Pengalaman rekonsiliasi “kecil-kecilan” ini juga saya saksikan pada bapak saya. Selama 11 tahun sebagai tahanan politik, kehilangan hak politik setelahnya. Tetapi, sepulang dari tempat pengasingan Pulau Buru dia tidak membenci orang yang dicurigai telah melaporkannya pada Koramil, juga orang yang sama menolak kepulangannya dari Pulau Buru pada tahun 1976-1977. Itu dibuktikan dengan surat yang ditunjukkan padanya oleh komandan tahanan di masa itu. Bapak saya langsung memaafkan dia, terbukti dia langsung mau bertegur sapa dengannya, berinteraksi dengannya tanpa hambatan. Dan inilah salah satu contoh upaya rekonsiliasi akar rumput itu.

Persoalannya, tepatnya pertanyaan selanjutnya, apakah rekonsiliasi “kecil-kecilan”  ini kemudian dijadikan pembelajaran baik bagi para penyelenggara negara? Kita akan lihat beberapa upaya yang dilakukan.

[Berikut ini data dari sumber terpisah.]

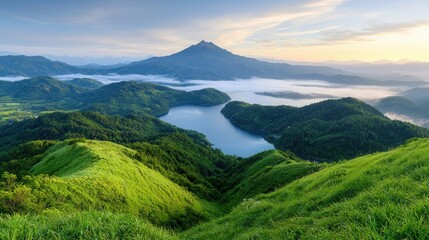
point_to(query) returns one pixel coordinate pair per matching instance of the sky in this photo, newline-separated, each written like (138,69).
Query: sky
(294,30)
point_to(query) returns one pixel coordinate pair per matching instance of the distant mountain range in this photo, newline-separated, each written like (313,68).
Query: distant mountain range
(203,61)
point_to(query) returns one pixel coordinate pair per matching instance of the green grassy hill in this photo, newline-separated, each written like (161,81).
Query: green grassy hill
(34,66)
(125,98)
(32,97)
(79,175)
(86,83)
(378,196)
(326,131)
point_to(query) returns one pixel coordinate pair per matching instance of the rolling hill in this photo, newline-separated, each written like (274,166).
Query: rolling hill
(79,175)
(207,61)
(327,131)
(34,66)
(86,83)
(40,89)
(32,97)
(130,98)
(378,196)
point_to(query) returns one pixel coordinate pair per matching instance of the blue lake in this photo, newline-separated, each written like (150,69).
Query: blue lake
(218,130)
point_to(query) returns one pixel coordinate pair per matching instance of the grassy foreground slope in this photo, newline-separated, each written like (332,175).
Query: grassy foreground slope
(80,175)
(378,196)
(326,131)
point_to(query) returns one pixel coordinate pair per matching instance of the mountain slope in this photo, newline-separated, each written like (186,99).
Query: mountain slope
(126,98)
(185,157)
(88,174)
(35,66)
(86,83)
(378,196)
(207,61)
(85,225)
(264,173)
(326,131)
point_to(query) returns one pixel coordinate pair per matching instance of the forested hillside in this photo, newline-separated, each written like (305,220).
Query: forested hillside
(327,131)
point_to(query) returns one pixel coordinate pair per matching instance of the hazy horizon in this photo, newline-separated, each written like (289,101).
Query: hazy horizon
(310,30)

Gus Dur, mengucapkan permintaan maaf kepada seluruh korban tahun 1965, yang walaupun permintaan maaf itu disebut oleh Pramudya Ananta Toer, salah satu mantan tapol adalah sebuah bentuk basa-basi. Tetapi, upaya yang dilakukan Gus Dur ini perlu diapresiasi. Dialah orang pertama yang secara terbuka untuk meminta maaf, entah atas nama ormas besar di mana dia ada, atau atas nama presiden. Selanjutnya, tahun 2000 dimotori oleh aktivis muda NU, terbentuklah Syarikat Indonesia (Masyarakat santri untuk advokasi Indonesia), sebuah lembaga yang mencoba melakukan rekonsiliasi mantan tapol 1965 dengan pengungkapan kebenaran, demikian tutur Imam Aziz yang kala itu menggawangi Syarikat Indonesia.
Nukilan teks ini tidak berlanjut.